The United States will move its embassy from Tel Aviv to Jerusalem on May 14, in time for Israel’s 70th anniversary, according to a State Department official.

Steven Goldstein, undersecretary of State for public diplomacy, said on Friday that U.S. Secretary of State Rex Tillerson had approved a security plan for a “facility” in Jerusalem, the Associated Press reported.

“We’re looking at that as a possible date, but safety of the Marines and other people who visit and work there is primary,” said Goldstein.

According to the preliminary plans, U.S. ambassador to Israel David Friedman will move his office, along with a small staff of around four to five people, to a building in Jerusalem known as the Diplomat Hotel, which the State Department acquired in 2014.

However, the move will likely be largely ceremonial for now as the current U.S. embassy in Tel Aviv will be renamed a consulate, but will still continue to house the bulk of the United State’s diplomatic staff in Israel.

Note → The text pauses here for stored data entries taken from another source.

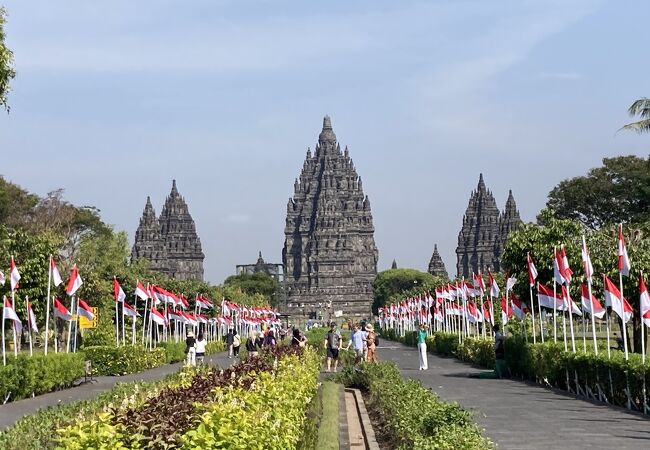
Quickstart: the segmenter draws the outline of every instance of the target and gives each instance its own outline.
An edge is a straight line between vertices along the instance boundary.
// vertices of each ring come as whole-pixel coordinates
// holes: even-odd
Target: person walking
[[[376,334],[375,334],[375,329],[371,324],[366,325],[366,331],[368,334],[366,335],[366,345],[368,347],[368,353],[366,355],[366,361],[368,362],[377,362],[377,357],[375,356],[375,350],[377,346],[375,345],[375,339],[376,339]]]
[[[261,344],[260,344],[261,346]],[[246,351],[248,352],[249,357],[259,356],[259,346],[257,342],[257,331],[252,330],[248,334],[248,339],[246,340]]]
[[[506,374],[506,351],[501,327],[495,325],[494,330],[494,374],[503,378]]]
[[[228,358],[232,358],[232,345],[235,342],[235,335],[233,334],[233,329],[228,330],[226,334],[226,347],[228,347]]]
[[[302,336],[300,335],[300,329],[299,328],[294,328],[293,329],[293,335],[291,336],[291,346],[292,347],[304,347],[305,346],[305,341],[302,339]]]
[[[420,355],[420,370],[427,370],[429,368],[429,361],[427,358],[427,326],[420,324],[418,330],[418,353]]]
[[[188,331],[185,339],[185,354],[187,355],[186,363],[188,366],[196,366],[196,339],[194,333]]]
[[[203,339],[203,333],[199,333],[199,336],[196,338],[194,346],[196,347],[196,363],[202,365],[205,361],[205,347],[207,341]]]
[[[277,341],[275,340],[275,334],[273,334],[273,330],[269,330],[268,334],[264,338],[264,346],[265,347],[275,347],[277,345]]]
[[[361,331],[361,326],[359,324],[354,325],[354,331],[352,333],[352,337],[350,338],[350,342],[348,343],[347,349],[352,346],[352,349],[354,350],[354,364],[359,364],[361,360],[363,359],[363,345],[364,345],[364,340],[363,340],[363,332]]]
[[[232,336],[232,354],[235,358],[239,358],[239,347],[241,346],[241,338],[237,334],[237,330],[233,330]]]
[[[332,371],[332,361],[334,361],[334,372],[336,372],[336,366],[339,363],[339,348],[341,347],[341,333],[336,329],[336,322],[330,324],[324,345],[327,349],[327,371]]]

Additionally, separate reports also indicate that pro-Israel Republican billionaire donor Sheldon Adelson has offered to pay for at least part of the new U.S. embassy in Jerusalem, four U.S. officials told the Associated Press. State Department lawyers are currently looking into the legality of the offer.

Early last December, President Donald Trump recognized Jerusalem as the capital of Israel and set forth plans to relocate the embassy from Tel Aviv to Jerusalem. At the time, however, officials noted that the embassy move would likely take years as the United States must construct a large and secure enough building to house the embassy.